Indizien, die für die Lieferabsicht sprechen:

  • Speisen sind zum sofortigen Verzehr
  • Wesenseigene einfache, standardisierte Zubereitung der Speisen (keine Einflussnahme des Käufers auf die Zubereitung)
  • Zubereitung häufig nicht auf Bestellung eines bestimmten Kunden (sondern z. B. auf Vorrat)
  • Bloße Bereitstellung behelfsmäßiger Vorrichtungen (z. B. Stehtische, um die Speisen sofort zu verzehren) für eine beschränkte Anzahl von Kunden (stellt eine untergeordnete Nebenleistung dar)
  • Kein Kellner-Service oder sonstige Bedienung der Kunden im eigentlichen Sinne
  • Keine echte Beratung
  • Keine Bereitstellung von temperierten Räumen, Garderobe, Toiletten, Mobiliar und Gedeck (siehe auch EuGH, 2.5.1996, C-231/94)

Hinweis: Zu den „Nahrungsmitteln“ im Rahmen des ermäßigten Umsatzsteuersatzes fallen laut EuGH auch Speisen, die gekocht, gebacken, gebraten oder auf sonstige Weise zum sofortigen Verzehr zubereitet werden.

Die Entscheidung des EuGH

In den ersten drei Fällen hat der EuGH entschieden, dass das überwiegende Element der Umsätze die Lieferung von Speisen zum sofortigen Verzehr war (ermäßigter Steuersatz). Im letzten Fall sah der EuGH vorwiegend eine Dienstleistungsabsicht (regulärer Steuersatz), da die gelieferten Speisen im Rahmen eines Partyservices üblicherweise nicht standardisiert, sondern auf Wunsch eines bestimmten Kunden zu einer ganz bestimmten Zeit für einen bestimmten Ort geliefert, zubereitet und zusammengestellt werden. Zudem bedarf es für einen Partyservice mehr Arbeit und Sachverstand, was für einen größerer Dienstleistungsanteil spricht. Auch sei in diesem Fall ein personeller Einsatz nötig, da auch das bereitgestellte Mobiliar, Geschirr und Besteck etc. gebracht, gereinigt und zurückgeholt werden muss.

Wichtig: Partyservices stellen in der Regel eine Dienstleistung dar und unterliegen damit im Gegensatz zu Kinos und Imbissständen dem regulären Steuersatz. Davon kann nur abgewichen werden, wenn lediglich Standardspeisen ohne ein zusätzliches Dienstleistungselement geliefert werden oder wenn andere Umstände vermehrt auf eine bloße Lieferung hindeuten.

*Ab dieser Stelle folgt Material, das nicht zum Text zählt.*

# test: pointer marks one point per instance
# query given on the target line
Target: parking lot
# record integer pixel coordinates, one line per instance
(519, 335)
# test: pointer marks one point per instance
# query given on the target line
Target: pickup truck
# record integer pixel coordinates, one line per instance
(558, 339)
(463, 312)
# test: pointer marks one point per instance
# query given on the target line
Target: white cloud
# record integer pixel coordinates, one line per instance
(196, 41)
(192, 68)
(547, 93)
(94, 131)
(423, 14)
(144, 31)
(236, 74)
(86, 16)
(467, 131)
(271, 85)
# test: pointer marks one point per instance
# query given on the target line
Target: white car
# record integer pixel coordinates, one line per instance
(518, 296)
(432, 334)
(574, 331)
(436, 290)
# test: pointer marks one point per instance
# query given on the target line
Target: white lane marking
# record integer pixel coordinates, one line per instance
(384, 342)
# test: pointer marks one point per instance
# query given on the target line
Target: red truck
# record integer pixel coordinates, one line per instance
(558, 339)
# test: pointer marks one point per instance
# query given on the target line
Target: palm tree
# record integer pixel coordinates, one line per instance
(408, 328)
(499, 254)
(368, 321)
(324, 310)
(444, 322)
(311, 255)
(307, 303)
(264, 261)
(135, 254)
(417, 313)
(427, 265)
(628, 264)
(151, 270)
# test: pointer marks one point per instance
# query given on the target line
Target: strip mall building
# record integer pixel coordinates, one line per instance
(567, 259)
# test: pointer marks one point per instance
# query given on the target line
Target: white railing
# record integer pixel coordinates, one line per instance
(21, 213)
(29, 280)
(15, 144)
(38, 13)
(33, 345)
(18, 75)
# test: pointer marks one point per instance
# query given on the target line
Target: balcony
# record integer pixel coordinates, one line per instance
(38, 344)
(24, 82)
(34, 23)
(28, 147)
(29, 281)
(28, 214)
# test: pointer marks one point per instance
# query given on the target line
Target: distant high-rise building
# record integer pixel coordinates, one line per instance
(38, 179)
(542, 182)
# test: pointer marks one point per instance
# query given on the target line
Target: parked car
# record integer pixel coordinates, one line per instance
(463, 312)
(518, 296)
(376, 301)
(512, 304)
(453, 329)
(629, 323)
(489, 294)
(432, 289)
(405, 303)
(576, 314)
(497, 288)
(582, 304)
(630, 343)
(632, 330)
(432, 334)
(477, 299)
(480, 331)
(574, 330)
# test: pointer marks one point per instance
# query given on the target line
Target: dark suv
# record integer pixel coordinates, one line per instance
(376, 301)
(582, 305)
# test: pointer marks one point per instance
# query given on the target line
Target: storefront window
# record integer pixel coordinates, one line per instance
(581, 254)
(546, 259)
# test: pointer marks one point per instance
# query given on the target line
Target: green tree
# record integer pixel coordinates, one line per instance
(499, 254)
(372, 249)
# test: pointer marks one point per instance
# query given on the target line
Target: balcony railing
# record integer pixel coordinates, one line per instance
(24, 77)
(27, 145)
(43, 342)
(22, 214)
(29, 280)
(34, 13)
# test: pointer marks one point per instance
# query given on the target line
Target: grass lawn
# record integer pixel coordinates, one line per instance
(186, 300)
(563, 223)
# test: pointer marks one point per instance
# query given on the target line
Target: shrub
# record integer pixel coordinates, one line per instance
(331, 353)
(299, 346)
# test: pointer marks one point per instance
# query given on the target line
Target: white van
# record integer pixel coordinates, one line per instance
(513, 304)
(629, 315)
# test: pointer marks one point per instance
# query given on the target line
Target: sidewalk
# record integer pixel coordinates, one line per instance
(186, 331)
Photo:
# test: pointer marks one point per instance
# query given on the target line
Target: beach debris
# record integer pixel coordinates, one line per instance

Praxis-Tipp: die Abgrenzungskriterien weichen von der bisherigen Rechtsprechung und den Grundsätzen der deutschen Finanzverwaltung ab. Gastronomen, Caterer oder Kinobetreiber sollten daher die Umsatzbesteuerung ihrer Speisen zum sofortigen Verzehr kritisch überprüfen und gegenteilige Steuerfestsetzungen durch das Finanzamt offenhalten, indem sie sich auf das besagte EuGH-Urteil berufen.